I actually imagine fun to be a bubble that I’m in. Its a fairly massive bubble that most of the time I never notice the edges of where it becomes fear. As I’ve pushed myself to do harder and newer things the bubble has grown.
For example, I now love running in the dark on my own. I enjoy hiking long distances in the mountains far from civilisation and love being out in the cold Scottish winters with my face freezing. I love travelling alone to countries that don’t even share the same alphabet, let alone have English speakers.
I like to test the edges of the bubble to work out how far I can push it without popping it. For me this translates to sobbing pathetically or having to concentrate so hard I can hardly think straight and end up with a massive migraine.
There have been some surprises on this journey to stretch my bubble – for example I’ve never been great with heights so was surprised to find I loved paragliding.
I never expected to want to climb higher after reaching Kilimanjaro summit and to continue to want to push this limit in Nepal and Bolivia, going higher and more technical. And to wonder what else I could achieve too…

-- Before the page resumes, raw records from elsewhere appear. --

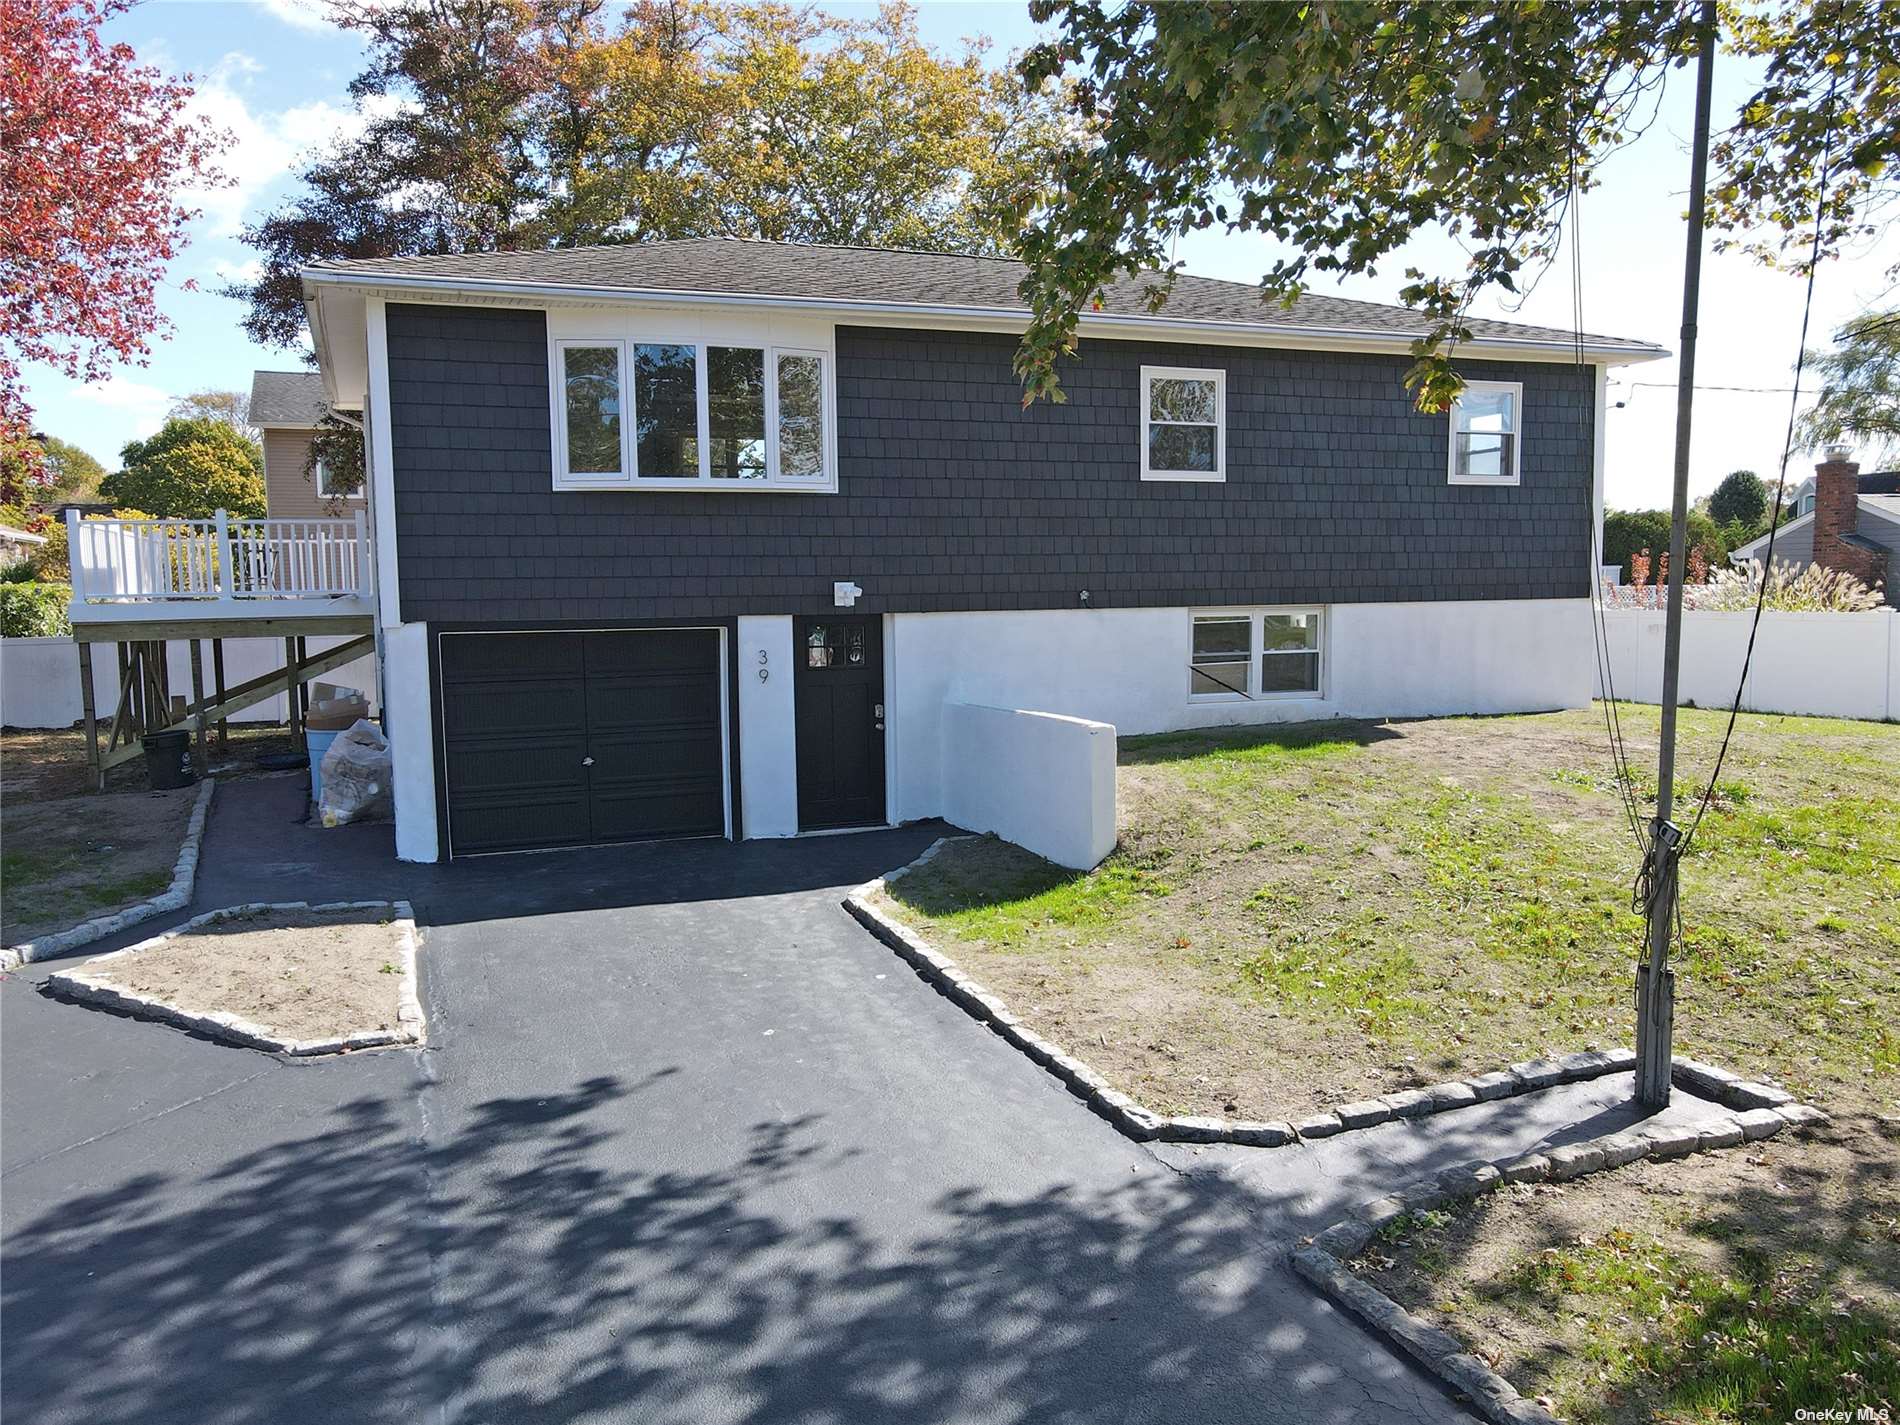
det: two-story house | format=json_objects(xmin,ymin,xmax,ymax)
[
  {"xmin": 249, "ymin": 369, "xmax": 358, "ymax": 517},
  {"xmin": 299, "ymin": 238, "xmax": 1664, "ymax": 861}
]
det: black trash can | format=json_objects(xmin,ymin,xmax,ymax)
[{"xmin": 142, "ymin": 729, "xmax": 195, "ymax": 789}]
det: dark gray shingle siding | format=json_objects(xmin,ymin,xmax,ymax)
[{"xmin": 388, "ymin": 303, "xmax": 1595, "ymax": 622}]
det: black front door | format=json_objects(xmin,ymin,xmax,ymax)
[{"xmin": 794, "ymin": 616, "xmax": 886, "ymax": 830}]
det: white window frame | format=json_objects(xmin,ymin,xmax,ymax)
[
  {"xmin": 314, "ymin": 450, "xmax": 363, "ymax": 500},
  {"xmin": 1447, "ymin": 379, "xmax": 1524, "ymax": 487},
  {"xmin": 1141, "ymin": 365, "xmax": 1226, "ymax": 483},
  {"xmin": 1188, "ymin": 607, "xmax": 1326, "ymax": 702},
  {"xmin": 551, "ymin": 337, "xmax": 634, "ymax": 488},
  {"xmin": 550, "ymin": 333, "xmax": 837, "ymax": 493}
]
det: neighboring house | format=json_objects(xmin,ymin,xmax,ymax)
[
  {"xmin": 1780, "ymin": 469, "xmax": 1900, "ymax": 519},
  {"xmin": 1732, "ymin": 454, "xmax": 1898, "ymax": 606},
  {"xmin": 300, "ymin": 238, "xmax": 1666, "ymax": 862},
  {"xmin": 250, "ymin": 369, "xmax": 359, "ymax": 517}
]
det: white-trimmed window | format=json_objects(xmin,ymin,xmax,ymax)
[
  {"xmin": 555, "ymin": 339, "xmax": 631, "ymax": 485},
  {"xmin": 1448, "ymin": 381, "xmax": 1522, "ymax": 486},
  {"xmin": 1190, "ymin": 614, "xmax": 1253, "ymax": 697},
  {"xmin": 1142, "ymin": 365, "xmax": 1225, "ymax": 482},
  {"xmin": 552, "ymin": 336, "xmax": 834, "ymax": 492},
  {"xmin": 1190, "ymin": 609, "xmax": 1325, "ymax": 700},
  {"xmin": 314, "ymin": 453, "xmax": 362, "ymax": 499}
]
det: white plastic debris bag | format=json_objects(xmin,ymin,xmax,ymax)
[{"xmin": 317, "ymin": 718, "xmax": 393, "ymax": 826}]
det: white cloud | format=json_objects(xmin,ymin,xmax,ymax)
[
  {"xmin": 73, "ymin": 376, "xmax": 174, "ymax": 433},
  {"xmin": 258, "ymin": 0, "xmax": 332, "ymax": 33},
  {"xmin": 212, "ymin": 257, "xmax": 265, "ymax": 284},
  {"xmin": 181, "ymin": 54, "xmax": 377, "ymax": 238}
]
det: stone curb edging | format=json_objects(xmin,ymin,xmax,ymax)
[
  {"xmin": 1289, "ymin": 1085, "xmax": 1830, "ymax": 1425},
  {"xmin": 43, "ymin": 899, "xmax": 426, "ymax": 1057},
  {"xmin": 847, "ymin": 838, "xmax": 1706, "ymax": 1149},
  {"xmin": 2, "ymin": 778, "xmax": 217, "ymax": 972}
]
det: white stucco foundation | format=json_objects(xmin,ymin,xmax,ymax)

I never thought I’d enter a 25km trail race after my first 10km only 2 years ago. While I was physically knackered at the end I was proud of my time, given the heavy rain and sliding around on the rocks and falling over in the mud. I certainly never thought after feeling broken at the end I would run another 2 half marathons in the same year and be considering a marathon.

I still have a love/hate relationship with climbing due to harbouring a fear of falling. I really have to be in the right frame of mind and with the right people that I trust to feel confident. And even then I can still break out the disco legs and drop an f-bomb.
Trad lead climbing is still on the edge of what I’m happy with, I still shake with fear too much but its a fear I want to conquer. It’s on the right side of the edge of the bubble. I know if I conquer this fear there’s a whole world of challenges to complete.
There’s been few activities that I’ve tried and would never do again; things that were just too far the wrong side of the bubble for me. Caving is possibly one – I don’t enjoy abseiling at the best of times but in the dark and wet was possibly a step too far. Sobbing at the bottom of Alum Pot wasn’t my finest hour, and I’m grateful to Ben and Aly for giving me the opportunity; but sometimes in life you find things that you just don’t have the stomach for.

In striving to expand my bubble and I’m either going to run out of experiences to try, or keep finding myself shaking like a leaf wishing I was somewhere else. Thats the thing with the fun/fear relationship though, trying to find out which side of the bubble you’ll be is addictive.